In case anyone else runs across this issue, here is a brief summary of how I hacked it.

Under Ubuntu 23.04 the WirePlumber effective configuration is stored under /usr/share/wireplumber
The stream restore settings are configured in /usr/share/wireplumber/main.lua.d/40-stream-defaults.lua which next layer down calls /usr/share/wireplumber/scripts/restore-stream.lua to do the actual saving and restoring of the state values, it is in this file that I changed the behavior. There is a findSuitableKey function that determines the key to use to save the state, it looks for the defined properties in the order they are specified stopping at the first one found. I added application.process.id as the first item in the list.

Code: Select all

function findSuitableKey(properties) local keys = { "application.process.id", "media.role", "application.id", "application.name", "media.name", "node.name", } ...
After rebooting, the volume state is restored within the VLC process (instance) but not shared between them.

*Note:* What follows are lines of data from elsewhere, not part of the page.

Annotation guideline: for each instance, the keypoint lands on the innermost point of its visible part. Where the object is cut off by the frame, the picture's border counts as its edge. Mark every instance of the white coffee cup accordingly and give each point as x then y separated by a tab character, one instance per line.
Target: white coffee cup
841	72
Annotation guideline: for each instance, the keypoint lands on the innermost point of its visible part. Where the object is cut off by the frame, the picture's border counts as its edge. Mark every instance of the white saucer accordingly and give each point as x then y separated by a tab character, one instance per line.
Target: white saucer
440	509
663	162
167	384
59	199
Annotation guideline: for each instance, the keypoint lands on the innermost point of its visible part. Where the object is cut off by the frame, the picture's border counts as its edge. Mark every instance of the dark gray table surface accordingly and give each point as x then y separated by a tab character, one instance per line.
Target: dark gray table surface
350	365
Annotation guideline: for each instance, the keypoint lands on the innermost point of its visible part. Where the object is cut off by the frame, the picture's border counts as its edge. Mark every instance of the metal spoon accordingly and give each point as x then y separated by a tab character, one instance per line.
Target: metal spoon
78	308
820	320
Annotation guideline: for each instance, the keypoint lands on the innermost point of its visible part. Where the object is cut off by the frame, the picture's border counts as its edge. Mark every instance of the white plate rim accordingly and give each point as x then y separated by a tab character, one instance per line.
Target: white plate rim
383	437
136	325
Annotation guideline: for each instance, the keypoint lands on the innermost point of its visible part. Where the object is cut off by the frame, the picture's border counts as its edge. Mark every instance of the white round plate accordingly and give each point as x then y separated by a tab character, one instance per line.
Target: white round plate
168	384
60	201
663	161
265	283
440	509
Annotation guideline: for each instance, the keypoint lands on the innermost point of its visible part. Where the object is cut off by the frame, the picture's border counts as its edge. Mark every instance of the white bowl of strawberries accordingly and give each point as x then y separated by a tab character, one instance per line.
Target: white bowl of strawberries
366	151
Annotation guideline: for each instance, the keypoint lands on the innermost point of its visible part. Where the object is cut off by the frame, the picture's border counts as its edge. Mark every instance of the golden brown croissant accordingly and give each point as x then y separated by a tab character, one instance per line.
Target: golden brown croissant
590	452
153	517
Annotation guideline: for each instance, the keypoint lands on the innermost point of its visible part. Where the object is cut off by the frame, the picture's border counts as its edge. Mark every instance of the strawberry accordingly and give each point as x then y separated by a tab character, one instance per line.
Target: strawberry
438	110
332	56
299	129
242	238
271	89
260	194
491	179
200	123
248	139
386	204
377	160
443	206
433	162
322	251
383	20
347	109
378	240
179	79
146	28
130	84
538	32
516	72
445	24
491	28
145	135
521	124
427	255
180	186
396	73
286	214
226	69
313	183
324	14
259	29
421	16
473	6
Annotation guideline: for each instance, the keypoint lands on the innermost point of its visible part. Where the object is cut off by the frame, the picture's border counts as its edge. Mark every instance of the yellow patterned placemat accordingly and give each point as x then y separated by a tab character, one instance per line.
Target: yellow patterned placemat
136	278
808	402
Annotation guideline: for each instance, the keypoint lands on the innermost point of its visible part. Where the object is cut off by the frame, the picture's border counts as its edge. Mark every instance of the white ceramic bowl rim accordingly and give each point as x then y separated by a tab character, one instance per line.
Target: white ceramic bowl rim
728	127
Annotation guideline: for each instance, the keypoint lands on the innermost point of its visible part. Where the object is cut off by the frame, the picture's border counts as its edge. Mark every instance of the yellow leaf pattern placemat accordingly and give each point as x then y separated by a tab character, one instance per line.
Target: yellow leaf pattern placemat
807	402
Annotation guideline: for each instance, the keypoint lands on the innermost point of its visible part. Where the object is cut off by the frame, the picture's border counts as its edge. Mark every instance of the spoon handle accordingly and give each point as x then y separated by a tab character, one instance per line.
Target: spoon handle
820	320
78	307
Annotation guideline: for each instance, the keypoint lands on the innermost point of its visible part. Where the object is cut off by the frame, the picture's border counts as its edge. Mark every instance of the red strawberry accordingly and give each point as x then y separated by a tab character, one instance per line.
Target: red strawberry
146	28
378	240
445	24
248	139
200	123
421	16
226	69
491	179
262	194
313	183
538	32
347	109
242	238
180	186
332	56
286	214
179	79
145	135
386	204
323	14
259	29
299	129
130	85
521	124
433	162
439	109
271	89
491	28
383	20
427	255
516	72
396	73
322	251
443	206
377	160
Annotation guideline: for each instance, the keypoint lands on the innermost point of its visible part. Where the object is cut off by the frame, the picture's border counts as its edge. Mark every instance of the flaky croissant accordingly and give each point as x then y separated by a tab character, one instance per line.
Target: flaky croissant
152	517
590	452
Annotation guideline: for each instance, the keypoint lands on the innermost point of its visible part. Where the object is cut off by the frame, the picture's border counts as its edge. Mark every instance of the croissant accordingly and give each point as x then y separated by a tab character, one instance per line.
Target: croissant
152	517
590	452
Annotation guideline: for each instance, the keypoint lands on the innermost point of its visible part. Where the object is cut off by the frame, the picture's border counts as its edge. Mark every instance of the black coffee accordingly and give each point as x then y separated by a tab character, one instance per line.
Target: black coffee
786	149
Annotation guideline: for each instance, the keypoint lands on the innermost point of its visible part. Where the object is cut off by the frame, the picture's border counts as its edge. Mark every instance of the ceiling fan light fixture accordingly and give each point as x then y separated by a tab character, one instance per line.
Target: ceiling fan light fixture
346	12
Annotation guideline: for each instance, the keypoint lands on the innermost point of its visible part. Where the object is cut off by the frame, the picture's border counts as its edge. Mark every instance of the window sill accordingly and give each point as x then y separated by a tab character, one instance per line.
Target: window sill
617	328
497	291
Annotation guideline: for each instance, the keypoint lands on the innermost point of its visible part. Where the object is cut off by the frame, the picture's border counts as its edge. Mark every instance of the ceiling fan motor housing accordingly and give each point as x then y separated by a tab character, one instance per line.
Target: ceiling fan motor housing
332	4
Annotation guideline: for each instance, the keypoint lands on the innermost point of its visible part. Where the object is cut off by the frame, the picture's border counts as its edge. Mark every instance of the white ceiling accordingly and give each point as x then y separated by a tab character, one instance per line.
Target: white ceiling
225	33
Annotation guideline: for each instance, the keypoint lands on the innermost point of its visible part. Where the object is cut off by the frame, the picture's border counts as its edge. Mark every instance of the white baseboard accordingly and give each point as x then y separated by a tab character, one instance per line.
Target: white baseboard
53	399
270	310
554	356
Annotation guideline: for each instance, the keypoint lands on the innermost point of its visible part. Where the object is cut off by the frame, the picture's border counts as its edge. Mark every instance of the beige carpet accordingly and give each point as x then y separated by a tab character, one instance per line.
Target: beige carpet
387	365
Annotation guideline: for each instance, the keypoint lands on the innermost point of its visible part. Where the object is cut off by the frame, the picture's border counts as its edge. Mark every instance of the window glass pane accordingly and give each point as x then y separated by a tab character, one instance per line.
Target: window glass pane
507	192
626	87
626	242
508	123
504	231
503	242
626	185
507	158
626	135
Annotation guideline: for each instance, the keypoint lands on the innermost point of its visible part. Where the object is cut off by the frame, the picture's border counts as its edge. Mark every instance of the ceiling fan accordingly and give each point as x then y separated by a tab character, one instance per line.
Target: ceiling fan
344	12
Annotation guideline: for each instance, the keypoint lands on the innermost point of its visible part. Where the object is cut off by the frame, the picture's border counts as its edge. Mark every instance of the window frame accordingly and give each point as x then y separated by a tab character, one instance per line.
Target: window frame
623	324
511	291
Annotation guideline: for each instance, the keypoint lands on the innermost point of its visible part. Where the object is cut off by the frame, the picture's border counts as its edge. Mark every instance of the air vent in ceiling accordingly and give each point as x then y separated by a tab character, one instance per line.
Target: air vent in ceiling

Interestingly, changing the value of the restore-props property to false in /usr/share/wireplumber/main.lua.d/40-stream-defaults.lua causes VLC to restore the volume state to default on each media advancement (not even saving it within its own instance), which lead me down to the next level and configuring the state to be saved based on the PID.

The state is stored in a file ~/.local/state/wireplumber/restore-stream it is possible to verify that each process instance is stored separately after the change.

It should be possible to confine this approach only to VLC by checking the application.name property in the script and only applying this logic in that case, I will work on that approach if the above approach becomes disruptive.

Thanks for pointing me in the right direction.